As a reward, and because the forcast rain was nowhere to be seen, I left lab shortly after three to go on a quick afternoon ride. It was the perfect day, especially considering it's the middle of February. The temperature hit double digits (Celsius scale) for the first time this year, the sun was shining as if it wanted to melt all the snow up in the mountains today, and clouds left over from yesterday's storm gave the sky a dramatic appearance.
Since I hadn't ridden in about a month, was ecstatic to be back on my bike. A good tailwind was pushing me out of town, and soon I was dancing up the Col de Quatre Seigneurs as if the road was flat. Endorphins had silenced all the pain molecules that normally run up and down my legs banging pots and pans, or whatever it is they do to cause me misery. As soon as the gradient picked up, I zoned. With a wild grin all over my face I followed the band of blacktop right in front of me. On my left I could see dark trees, mostly brown and grey, trying to recover from the winter that had interrupted their lives, while on the other side a magnificient valley opened up. In the distance, the snow-covered peaks of the Alps were reflecting the afternoon sun that was shining strongly. The Taillefer, a most impressive giant with bald, flat faces glistened light, white and bright. It seemed transparent behind the dark olive of the coniferous slopes to its feet.

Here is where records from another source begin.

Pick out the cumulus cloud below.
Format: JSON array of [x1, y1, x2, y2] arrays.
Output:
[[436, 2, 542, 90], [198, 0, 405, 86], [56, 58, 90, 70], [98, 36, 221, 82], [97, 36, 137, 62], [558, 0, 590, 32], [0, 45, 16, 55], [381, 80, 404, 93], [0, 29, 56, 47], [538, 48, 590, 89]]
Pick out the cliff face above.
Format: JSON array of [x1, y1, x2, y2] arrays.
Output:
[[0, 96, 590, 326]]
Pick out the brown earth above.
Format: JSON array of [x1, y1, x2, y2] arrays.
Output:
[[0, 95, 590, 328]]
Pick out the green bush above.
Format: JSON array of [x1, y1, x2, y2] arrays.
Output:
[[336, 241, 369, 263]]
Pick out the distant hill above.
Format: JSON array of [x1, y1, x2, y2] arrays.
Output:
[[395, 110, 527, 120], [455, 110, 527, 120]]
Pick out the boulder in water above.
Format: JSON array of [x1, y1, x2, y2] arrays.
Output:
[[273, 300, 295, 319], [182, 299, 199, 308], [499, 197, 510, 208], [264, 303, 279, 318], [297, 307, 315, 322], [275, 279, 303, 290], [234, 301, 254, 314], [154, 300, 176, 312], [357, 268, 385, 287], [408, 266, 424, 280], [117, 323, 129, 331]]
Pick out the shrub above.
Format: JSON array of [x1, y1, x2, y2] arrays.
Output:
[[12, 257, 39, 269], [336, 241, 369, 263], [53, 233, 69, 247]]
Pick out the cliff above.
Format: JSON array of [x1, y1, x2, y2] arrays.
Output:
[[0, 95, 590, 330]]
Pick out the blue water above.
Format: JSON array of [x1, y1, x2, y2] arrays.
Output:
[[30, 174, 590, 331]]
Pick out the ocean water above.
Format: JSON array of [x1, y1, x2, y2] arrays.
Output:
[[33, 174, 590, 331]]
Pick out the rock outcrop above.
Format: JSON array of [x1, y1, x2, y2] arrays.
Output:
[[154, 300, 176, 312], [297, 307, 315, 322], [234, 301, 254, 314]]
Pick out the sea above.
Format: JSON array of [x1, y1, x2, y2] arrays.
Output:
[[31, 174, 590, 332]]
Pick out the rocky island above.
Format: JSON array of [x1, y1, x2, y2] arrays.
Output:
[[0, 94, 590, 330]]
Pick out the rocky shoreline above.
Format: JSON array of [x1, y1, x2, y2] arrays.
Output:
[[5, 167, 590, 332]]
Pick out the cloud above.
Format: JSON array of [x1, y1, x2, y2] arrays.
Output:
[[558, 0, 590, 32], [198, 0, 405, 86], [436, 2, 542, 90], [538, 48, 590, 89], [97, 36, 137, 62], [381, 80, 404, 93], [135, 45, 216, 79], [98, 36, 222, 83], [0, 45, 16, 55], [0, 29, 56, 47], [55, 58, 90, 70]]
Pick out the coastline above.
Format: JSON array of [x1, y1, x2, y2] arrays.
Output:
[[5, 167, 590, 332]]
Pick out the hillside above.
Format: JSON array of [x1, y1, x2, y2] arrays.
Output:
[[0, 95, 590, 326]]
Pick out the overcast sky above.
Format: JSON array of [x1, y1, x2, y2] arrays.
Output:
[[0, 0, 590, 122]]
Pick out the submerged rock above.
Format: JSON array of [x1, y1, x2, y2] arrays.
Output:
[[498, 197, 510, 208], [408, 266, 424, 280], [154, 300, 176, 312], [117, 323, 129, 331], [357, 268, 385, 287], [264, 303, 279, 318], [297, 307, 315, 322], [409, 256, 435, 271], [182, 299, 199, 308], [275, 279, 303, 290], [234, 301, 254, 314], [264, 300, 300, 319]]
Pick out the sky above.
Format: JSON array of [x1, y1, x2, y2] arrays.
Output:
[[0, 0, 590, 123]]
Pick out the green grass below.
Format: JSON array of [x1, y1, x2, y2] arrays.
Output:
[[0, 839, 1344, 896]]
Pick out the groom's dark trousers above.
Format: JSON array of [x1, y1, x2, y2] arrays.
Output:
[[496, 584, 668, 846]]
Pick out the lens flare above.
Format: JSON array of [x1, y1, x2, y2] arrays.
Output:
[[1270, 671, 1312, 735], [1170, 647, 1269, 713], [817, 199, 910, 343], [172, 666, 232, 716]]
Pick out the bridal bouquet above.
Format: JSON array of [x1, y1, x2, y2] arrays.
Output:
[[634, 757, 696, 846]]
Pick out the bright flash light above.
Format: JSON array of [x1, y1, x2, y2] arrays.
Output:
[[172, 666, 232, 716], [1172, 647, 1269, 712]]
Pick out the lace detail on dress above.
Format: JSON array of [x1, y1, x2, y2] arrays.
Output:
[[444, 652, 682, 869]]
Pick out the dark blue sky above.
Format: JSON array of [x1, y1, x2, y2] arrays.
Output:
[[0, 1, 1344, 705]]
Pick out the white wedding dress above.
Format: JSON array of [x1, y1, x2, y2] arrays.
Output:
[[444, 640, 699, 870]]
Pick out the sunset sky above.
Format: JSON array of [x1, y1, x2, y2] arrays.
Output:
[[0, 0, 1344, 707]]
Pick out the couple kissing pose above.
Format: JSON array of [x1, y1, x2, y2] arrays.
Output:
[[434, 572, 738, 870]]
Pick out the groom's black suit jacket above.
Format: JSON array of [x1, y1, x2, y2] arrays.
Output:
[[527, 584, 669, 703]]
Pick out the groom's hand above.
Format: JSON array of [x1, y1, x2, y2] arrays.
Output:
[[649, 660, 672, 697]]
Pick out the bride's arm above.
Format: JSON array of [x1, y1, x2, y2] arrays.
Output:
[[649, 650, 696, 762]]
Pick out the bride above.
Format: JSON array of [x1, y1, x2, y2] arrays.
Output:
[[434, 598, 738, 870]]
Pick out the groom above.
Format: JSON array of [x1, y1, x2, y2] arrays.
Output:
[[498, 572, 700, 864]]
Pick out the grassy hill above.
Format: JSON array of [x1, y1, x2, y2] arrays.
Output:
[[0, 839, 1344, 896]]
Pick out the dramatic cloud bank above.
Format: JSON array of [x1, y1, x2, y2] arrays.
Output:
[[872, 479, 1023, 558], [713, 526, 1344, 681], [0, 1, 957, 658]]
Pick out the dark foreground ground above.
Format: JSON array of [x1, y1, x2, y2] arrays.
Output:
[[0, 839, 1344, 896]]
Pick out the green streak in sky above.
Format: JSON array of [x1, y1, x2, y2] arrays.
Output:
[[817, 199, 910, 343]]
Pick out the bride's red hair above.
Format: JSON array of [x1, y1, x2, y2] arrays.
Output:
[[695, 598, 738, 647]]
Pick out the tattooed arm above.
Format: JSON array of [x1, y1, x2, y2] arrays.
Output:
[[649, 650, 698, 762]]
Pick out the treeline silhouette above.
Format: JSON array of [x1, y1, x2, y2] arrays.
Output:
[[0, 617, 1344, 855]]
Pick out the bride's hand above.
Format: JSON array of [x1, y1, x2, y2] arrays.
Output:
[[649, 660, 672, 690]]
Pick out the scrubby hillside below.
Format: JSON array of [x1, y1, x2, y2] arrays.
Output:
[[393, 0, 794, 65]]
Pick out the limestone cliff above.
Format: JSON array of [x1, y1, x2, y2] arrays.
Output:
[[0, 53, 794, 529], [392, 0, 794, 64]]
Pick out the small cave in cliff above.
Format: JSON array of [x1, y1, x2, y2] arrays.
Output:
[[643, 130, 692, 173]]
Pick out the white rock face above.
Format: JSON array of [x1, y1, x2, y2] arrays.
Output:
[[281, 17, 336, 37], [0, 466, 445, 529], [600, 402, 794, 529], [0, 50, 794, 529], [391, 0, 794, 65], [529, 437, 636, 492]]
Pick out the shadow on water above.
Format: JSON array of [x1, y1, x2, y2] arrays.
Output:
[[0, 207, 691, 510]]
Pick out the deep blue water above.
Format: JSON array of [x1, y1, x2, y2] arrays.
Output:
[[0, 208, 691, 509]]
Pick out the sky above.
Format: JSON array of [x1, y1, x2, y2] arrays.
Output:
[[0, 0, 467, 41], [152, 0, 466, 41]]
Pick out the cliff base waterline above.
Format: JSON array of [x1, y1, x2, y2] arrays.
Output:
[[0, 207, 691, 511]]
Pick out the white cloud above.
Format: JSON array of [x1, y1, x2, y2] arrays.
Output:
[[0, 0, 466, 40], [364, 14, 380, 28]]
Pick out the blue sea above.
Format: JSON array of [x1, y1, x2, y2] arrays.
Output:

I was flowing and hardly noticed the climb. No car disturbed me peace. For thirty endless minutes, I was all by myself. Only the hurried humming of my chain and the hissing of my breath reminded me that I was on my bike. Ah, the bliss of road riding. Finally, I reached the top. The col is just 787 meters, but that's 550 meters higher than where I started out from, or 1800 feet for the metrically challenged.
On the way down, on the other side, faded cheers on the pavement were visible from last year's Dauphiné. By now, it had got noticeably darker and colder. The clouds weren't just remnants of storms in the past, they were charged for action. It was time to head back. I had hardly taken my helmet off at home when rain began to beat down onto the roads of Grenoble still busy with rush-hour traffic.